Contribuição ao INSS e Modelos de Pagamento

A proposta mantém a obrigatoriedade de inclusão dos entregadores no sistema do INSS. As contribuições seriam divididas da seguinte forma:

  • Trabalhadores: 5% calculados sobre 25% da renda bruta.
  • Plataformas: 20% sobre a mesma base de cálculo.
  • Alternativa: As próprias plataformas poderiam arcar com 5% sobre a receita bruta.
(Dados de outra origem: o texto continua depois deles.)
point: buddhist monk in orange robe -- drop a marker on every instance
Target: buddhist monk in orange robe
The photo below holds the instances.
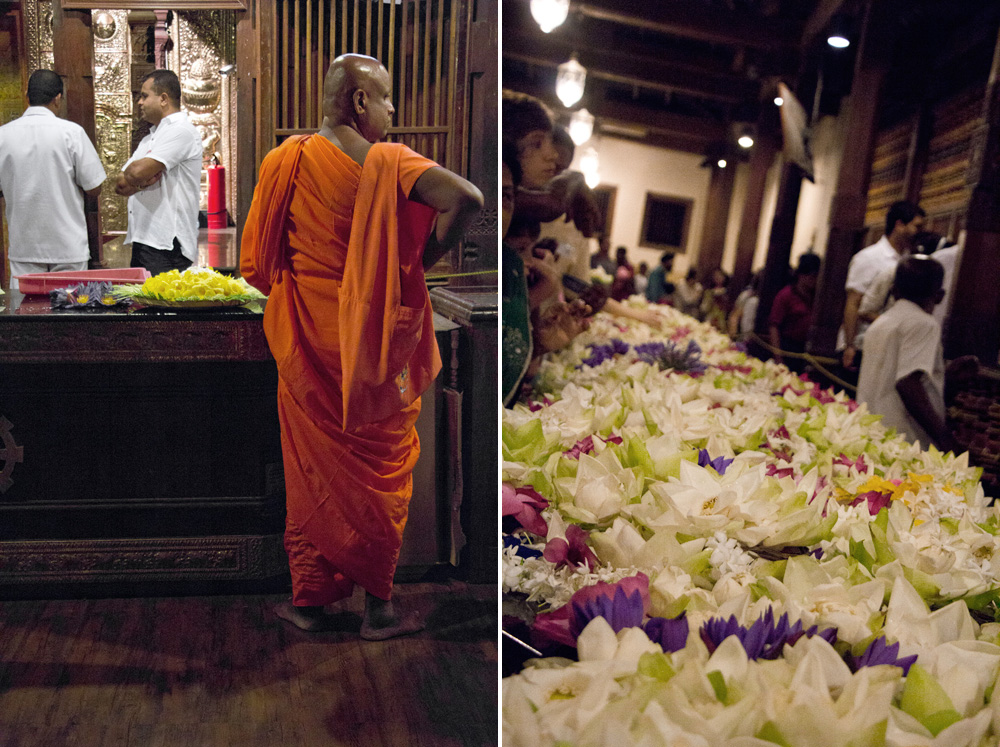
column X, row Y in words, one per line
column 338, row 235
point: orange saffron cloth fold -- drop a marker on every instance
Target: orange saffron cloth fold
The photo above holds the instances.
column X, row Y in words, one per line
column 338, row 250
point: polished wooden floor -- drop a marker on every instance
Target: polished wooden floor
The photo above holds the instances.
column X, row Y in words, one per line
column 221, row 671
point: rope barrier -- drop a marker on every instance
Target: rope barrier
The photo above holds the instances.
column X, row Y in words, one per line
column 460, row 275
column 817, row 361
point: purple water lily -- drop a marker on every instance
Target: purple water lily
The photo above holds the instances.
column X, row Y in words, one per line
column 623, row 610
column 765, row 638
column 522, row 551
column 719, row 464
column 670, row 634
column 601, row 353
column 879, row 653
column 573, row 550
column 876, row 501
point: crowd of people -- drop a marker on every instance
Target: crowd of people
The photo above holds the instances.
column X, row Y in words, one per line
column 897, row 288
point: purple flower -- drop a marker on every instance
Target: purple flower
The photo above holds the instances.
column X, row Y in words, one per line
column 602, row 599
column 764, row 639
column 622, row 610
column 573, row 550
column 522, row 551
column 719, row 464
column 879, row 653
column 670, row 634
column 525, row 505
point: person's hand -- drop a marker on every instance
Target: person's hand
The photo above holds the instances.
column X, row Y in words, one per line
column 544, row 279
column 848, row 356
column 560, row 323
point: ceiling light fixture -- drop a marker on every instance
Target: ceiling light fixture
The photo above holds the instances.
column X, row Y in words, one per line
column 839, row 29
column 581, row 126
column 549, row 14
column 570, row 81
É importante notar que o relatório exclui uma contribuição adicional de 2% destinada a acidentes de trabalho.

Segurança e Taxas Cobradas

O texto obriga as plataformas a fornecerem seguro contra acidentes. No entanto, ele reduz a cobertura mínima de R$ 150 mil para R$ 120 mil, com correção atrelada ao IPCA.

Além disso, a regulamentação permite que as plataformas cobrem taxas, estabelecendo limites de até 30% por corrida ou entrega, ou uma mensalidade que não ultrapasse 15% do valor cobrado do usuário final.

Próximos Passos Legislativos

O relator incorporou parcialmente sugestões do governo, como a previsão de ampliar os pontos de apoio para entregadores, embora sem fixar um número mínimo obrigatório.

A aprovação ainda depende de passar pela comissão e, posteriormente, pelo plenário da Câmara. O presidente da Casa, Hugo Motta, sinalizou que a votação pode acontecer já na próxima semana. Nos bastidores, contudo, representantes das plataformas articulam resistência ao conteúdo do texto.

Conclusão sobre o Debate

A tramitação do relatório sinaliza um avanço significativo no debate, mas ainda há pontos sensíveis, como o valor da remuneração e a estrutura das contribuições, que precisam ser consolidados.

A expectativa é que o Congresso decida sobre os termos finais, equilibrando as necessidades dos trabalhadores com os modelos de negócio das empresas de aplicativos.